Even if your immune system is in tip-top shape and you are doing things like getting enough sleep, eating fruits, veg and nuts, avoiding things like smoking and alcohol and utilizing medicinal herbs and essential oils, you might still need a boost to fight the flu.
I boost my immunity with a dose of 1000mg of powdered vitamin C every day. This powder is dissolved in juice or water and then taken in the morning. When I get sick or feel some sickness coming, on I boost it to 2000mgs.
When you are in the throes of the flu, you might be able to dose with even more than that. You will know when you are taking too much because you will get gas and diarrhea from too much Vitamin C. I have taken up to 7000mg last time I had the flu and my body took it no problem.
It’s the secret weapon against influenza.
6 Items Everyone Should Have On Hand For Flu Season
- OTC Meds – Make sure you have everything you need so you don’t have to send anyone out after you’re already sick.
- Powdered Vitamin C – You can also just take Vitamin C pills, but EmergenC has other important vitamins and minerals such as B12 and Zinc.

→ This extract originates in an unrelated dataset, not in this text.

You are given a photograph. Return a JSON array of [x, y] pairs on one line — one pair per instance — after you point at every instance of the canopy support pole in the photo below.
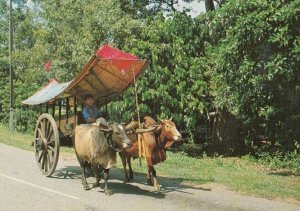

- Hand Sanitizer – I don’t recommend taking this on a regular basis as it can actually weaken your immune system in the long run, but for severe outbreaks like this one, it’s a good idea to use when you’re out and about.
- Powdered or Liquid Eloctrolyte Drink – If you do get sick, it’s important to stay as hydrated as possible.
- Echinachae Tea – This soothing tea boosts the immune system and eases flu symptoms a little.
- Bleach – For cleaning surfaces so you don’t spread the flu virus to family members. Liquid bleach is fine, but Clorox wipes are very convenient.
Immunity is a battle as old as time. To me, it’s a constant reminder that, even with all our advancements, we are still living in a hostile world that is trying to kill us. That doesn’t mean we can’t set ourselves up for success with our superior brains and advancements.
The question on all preppers’ minds is, “when does the big one return?” When does the flu mutate into such a deadly strain that our scientists cannot thwart it? Are you prepared to take matters into your own hands if a deadly pandemic spirals out of control?